Resentful at the world, 15-year-old Aristotle Mendoza wants to blend in and be left alone, but the summer he meets free spirit Dante Quintana at the local swimming pool, everything changes. Dante is everything Ari isn’t, and his wanderlust for life and artistic spirit shake something loose in Ari; finally, he has a friend. A near magical being, Dante disrupts Aristotle’s world, introducing him to music, poetry, and lessons about the sky. Dante gives Aristotle permission to live in an ever expansive universe, making it harder and harder for him to maintain the façade of isolation that has protected him for so long. Their summer of adventure comes to an abrupt halt when the boys are torn apart. Armed with a new perspective, Aristotle uses Dante’s absence to understand who he wants to be in the world. Ari must decide if he is going to live in the world of infinite possibilities that Dante represents. At first fear holds Aristotle hostage and he retreats into his lonely existence. But Ari soon realizes he can’t unsee the world through Dante’s eyes. If only he would let go of the secrets he didn’t even know he was keeping and embrace the wonders of the universe.
The sense of wandering, the confusion of the teen years, fixating and establishing your true sexual identity gets a fascinating Mexican slant in Aristotle and Dante Discover the Secrets of the Universe.
This is probably the most faithful note by note, beat by beat adaptation I’ve seen this year. Next to nothing has been changed from the same titled Benjamin Alire Saenz YA source novel. Aitch Alberto, a notable short and music video director making her debut, wrote the screenplay in collaboration with Saenz. Lin Manuel Miranda who voiced the audiobook version is a producer. The novel’s original cover illustrator, Sarah J. Coleman designed the film’s title credits. Reese Gonzalez, who read the part of Dante at the first live reading, is also reprising his role here. The fingerprints of those who loved and worked with it are all over the film. Those who loved it, knew it, and how to make it good and quick.
The cultural dynamics are not of the old parochial Mexican culture. Those are yielding to a newer dynamic that rebels and adopts the multicultural awareness of the upward mobility aspects of the American dream. The old intolerant ways exist mainly off scream: the rumors spread about the roommate history of a liberated, almost uncloseted aunt, the imprisoned brother who killed a transvestite prostitute in a bare fisted discovery rage. The ending is telegraphed well before it happens in order to prepare for the gay happy ending that the two deserve, and who are aptly named after a philosopher and poet of acceptance, Aristotle (Max Pelayo) and Dante (Reese Gonzalez).
That philosopher poet parallel is echoed in the two boys respective households. Dante’s parents live in an upper middle class bliss of social consciousness. The father (Kevin Alejandro) is a literature professor and the mother (Eva Longoria) an aspiring artist.
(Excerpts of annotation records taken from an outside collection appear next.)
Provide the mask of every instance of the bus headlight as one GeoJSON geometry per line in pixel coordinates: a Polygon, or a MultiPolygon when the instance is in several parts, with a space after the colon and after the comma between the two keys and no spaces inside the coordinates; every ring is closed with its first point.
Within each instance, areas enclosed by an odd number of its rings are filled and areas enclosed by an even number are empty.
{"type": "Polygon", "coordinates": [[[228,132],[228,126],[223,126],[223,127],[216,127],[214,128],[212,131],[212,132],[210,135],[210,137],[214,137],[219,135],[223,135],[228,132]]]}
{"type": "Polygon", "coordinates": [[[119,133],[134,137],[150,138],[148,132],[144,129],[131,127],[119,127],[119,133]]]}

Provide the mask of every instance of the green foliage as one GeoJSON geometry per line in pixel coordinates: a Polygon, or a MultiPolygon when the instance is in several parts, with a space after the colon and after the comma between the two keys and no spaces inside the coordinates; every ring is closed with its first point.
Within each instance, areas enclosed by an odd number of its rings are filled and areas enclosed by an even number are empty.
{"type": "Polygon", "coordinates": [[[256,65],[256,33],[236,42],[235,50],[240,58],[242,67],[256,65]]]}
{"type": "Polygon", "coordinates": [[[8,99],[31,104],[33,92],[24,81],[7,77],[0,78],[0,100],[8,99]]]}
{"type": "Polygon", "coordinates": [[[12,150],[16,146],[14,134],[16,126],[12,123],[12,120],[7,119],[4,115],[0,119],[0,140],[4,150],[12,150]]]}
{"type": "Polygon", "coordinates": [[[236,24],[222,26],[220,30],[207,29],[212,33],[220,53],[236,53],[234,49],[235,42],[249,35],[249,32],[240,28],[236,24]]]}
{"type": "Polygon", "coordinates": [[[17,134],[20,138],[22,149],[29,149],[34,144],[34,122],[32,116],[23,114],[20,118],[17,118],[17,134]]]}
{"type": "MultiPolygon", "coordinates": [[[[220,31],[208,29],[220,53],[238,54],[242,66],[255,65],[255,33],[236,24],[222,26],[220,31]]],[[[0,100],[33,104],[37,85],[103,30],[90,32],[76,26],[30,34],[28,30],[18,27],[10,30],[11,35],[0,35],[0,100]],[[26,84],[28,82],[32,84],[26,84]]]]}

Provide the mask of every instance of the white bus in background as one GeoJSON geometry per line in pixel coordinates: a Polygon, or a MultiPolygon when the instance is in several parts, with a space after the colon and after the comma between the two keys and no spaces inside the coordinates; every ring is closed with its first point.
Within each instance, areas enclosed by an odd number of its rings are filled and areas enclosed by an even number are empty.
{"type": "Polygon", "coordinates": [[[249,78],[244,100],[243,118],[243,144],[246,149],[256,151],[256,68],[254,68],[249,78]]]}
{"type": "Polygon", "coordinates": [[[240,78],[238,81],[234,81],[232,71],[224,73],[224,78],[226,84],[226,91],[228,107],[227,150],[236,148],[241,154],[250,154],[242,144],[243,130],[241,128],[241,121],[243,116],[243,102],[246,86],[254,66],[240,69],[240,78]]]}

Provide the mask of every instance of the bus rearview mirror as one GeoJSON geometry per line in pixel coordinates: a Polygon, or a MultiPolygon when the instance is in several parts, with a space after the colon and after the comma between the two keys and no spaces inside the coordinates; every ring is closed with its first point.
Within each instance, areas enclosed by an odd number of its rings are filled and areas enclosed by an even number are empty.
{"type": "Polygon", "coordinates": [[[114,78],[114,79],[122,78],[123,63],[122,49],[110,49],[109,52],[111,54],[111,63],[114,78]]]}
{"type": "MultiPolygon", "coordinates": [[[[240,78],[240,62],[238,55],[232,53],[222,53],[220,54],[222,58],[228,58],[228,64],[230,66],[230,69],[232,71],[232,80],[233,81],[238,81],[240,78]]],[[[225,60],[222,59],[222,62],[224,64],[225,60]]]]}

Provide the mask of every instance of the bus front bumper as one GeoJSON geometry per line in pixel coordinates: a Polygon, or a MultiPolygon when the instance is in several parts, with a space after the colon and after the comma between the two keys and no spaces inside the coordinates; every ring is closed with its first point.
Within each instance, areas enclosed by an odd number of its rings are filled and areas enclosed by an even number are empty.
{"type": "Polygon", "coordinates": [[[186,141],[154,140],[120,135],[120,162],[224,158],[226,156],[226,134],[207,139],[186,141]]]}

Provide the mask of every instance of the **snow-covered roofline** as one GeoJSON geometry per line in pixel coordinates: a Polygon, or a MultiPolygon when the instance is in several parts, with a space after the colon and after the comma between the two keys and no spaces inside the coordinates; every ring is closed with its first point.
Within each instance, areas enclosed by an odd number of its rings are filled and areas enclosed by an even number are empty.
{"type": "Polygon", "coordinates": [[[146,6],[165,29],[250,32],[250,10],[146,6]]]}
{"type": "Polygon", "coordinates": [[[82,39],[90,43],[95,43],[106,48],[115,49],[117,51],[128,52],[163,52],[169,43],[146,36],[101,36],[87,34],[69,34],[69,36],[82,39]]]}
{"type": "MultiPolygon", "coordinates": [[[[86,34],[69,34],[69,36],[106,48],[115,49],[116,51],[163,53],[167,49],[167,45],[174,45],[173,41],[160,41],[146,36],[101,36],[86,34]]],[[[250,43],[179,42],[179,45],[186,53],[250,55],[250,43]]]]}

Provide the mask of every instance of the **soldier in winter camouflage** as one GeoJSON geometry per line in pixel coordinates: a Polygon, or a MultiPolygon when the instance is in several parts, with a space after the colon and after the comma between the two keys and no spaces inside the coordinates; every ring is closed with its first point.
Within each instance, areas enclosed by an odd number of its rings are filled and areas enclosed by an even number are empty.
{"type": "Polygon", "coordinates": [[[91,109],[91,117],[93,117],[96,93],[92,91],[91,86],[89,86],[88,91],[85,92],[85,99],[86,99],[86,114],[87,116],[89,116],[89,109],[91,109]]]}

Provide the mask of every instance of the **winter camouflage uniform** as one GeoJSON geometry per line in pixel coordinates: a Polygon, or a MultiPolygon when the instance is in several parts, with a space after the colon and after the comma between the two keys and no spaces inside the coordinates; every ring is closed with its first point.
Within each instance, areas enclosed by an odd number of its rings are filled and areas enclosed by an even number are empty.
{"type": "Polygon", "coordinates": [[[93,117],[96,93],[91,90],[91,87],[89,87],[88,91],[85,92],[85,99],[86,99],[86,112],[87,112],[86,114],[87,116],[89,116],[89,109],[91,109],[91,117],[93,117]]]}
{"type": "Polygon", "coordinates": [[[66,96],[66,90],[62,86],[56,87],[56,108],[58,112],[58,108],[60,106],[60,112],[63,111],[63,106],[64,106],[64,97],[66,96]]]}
Aristotle’s lower middle class heritage, is solemn, loving, and because of the brother’s past and desolate future and the aunt’s community ostracism, also very accepting of Aristotle’s blooming gay identity. The father (Eugenio Debrez) is a mail carrier and the mother a housewife (Veronica Falcon) The only hitch is the need for Aristotle and Dante to overcome the social objections and the doubt in themselves as to who they truly are.
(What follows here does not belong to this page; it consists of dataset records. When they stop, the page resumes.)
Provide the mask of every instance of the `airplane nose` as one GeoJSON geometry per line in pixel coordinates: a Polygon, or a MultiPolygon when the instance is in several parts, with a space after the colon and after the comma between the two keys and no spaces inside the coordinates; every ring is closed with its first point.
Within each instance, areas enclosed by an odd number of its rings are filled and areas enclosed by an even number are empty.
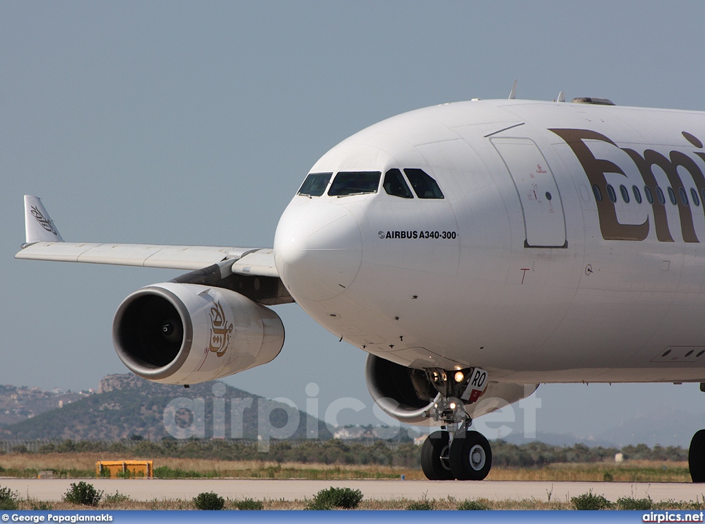
{"type": "Polygon", "coordinates": [[[290,206],[274,237],[274,262],[295,300],[326,300],[352,284],[362,260],[357,219],[324,202],[290,206]]]}

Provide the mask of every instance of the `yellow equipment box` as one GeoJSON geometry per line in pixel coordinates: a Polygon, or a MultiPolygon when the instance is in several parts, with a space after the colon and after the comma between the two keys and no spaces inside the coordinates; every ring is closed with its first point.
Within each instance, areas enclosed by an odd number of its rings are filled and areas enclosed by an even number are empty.
{"type": "Polygon", "coordinates": [[[103,478],[152,478],[152,461],[99,461],[95,476],[103,478]]]}

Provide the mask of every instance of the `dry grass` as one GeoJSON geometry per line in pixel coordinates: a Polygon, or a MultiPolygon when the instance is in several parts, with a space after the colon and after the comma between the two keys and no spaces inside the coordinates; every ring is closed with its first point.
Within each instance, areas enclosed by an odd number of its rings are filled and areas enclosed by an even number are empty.
{"type": "Polygon", "coordinates": [[[600,482],[689,482],[686,462],[627,461],[593,463],[551,464],[528,469],[495,467],[488,480],[548,480],[600,482]]]}
{"type": "MultiPolygon", "coordinates": [[[[98,461],[120,461],[119,453],[23,453],[0,456],[0,467],[8,476],[32,477],[44,470],[73,472],[76,477],[94,476],[98,461]],[[80,472],[83,472],[80,474],[80,472]]],[[[272,478],[305,480],[351,480],[398,478],[422,479],[420,470],[376,465],[312,464],[271,461],[219,461],[202,458],[159,458],[154,468],[168,468],[183,473],[183,477],[200,474],[210,478],[272,478]]],[[[64,475],[70,477],[72,475],[64,475]]]]}
{"type": "MultiPolygon", "coordinates": [[[[488,499],[477,499],[477,502],[491,510],[573,510],[575,508],[568,501],[551,501],[538,500],[537,499],[523,499],[521,500],[489,500],[488,499]]],[[[226,510],[236,510],[237,501],[228,499],[226,500],[226,510]]],[[[429,501],[434,510],[455,510],[463,501],[448,496],[445,499],[431,499],[429,501]]],[[[306,501],[284,501],[264,499],[262,501],[265,510],[303,510],[305,509],[306,501]]],[[[396,499],[393,500],[370,500],[364,499],[357,506],[358,510],[404,510],[410,504],[418,501],[407,499],[396,499]]],[[[658,502],[654,504],[655,510],[700,510],[705,507],[702,502],[675,501],[658,502]]],[[[195,506],[192,500],[162,499],[149,501],[137,501],[126,500],[121,502],[105,504],[102,503],[98,506],[88,508],[68,502],[44,502],[33,499],[20,501],[20,510],[41,509],[44,511],[75,511],[96,510],[195,510],[195,506]]]]}
{"type": "MultiPolygon", "coordinates": [[[[125,457],[110,453],[23,453],[0,456],[4,475],[31,477],[43,470],[73,473],[75,477],[91,477],[97,461],[117,461],[125,457]],[[80,472],[83,472],[81,475],[80,472]]],[[[159,458],[155,468],[166,467],[183,476],[200,475],[211,478],[272,478],[307,480],[352,480],[398,478],[422,480],[420,470],[383,465],[278,463],[269,461],[219,461],[200,458],[159,458]]],[[[70,474],[64,476],[70,477],[70,474]]],[[[517,468],[495,466],[488,480],[546,480],[603,482],[688,482],[687,463],[627,461],[594,463],[551,464],[540,468],[517,468]]]]}

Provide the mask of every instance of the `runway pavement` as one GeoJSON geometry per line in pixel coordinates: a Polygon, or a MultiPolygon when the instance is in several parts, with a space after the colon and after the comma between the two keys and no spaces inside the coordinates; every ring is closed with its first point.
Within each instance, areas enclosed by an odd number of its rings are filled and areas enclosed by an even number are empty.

Pelayo naturalism as Aristotle contrasts and complements Gonzalez’s self awareness. It works as slow burn romance filled with the usual separations and complications, that manages to smooth out the film’s sometimes obvious social conscious agenda. But Aristotle and Dante, with its echoes of a famous Shakespeare long form love poem, is meant to linger in its beautiful romantic angst.
Aristotle and Dante Discover the Universe gets a 3.5 out of 5 or a B+. It streams on Hoopla which is free with a library card in most major metropolitan areas.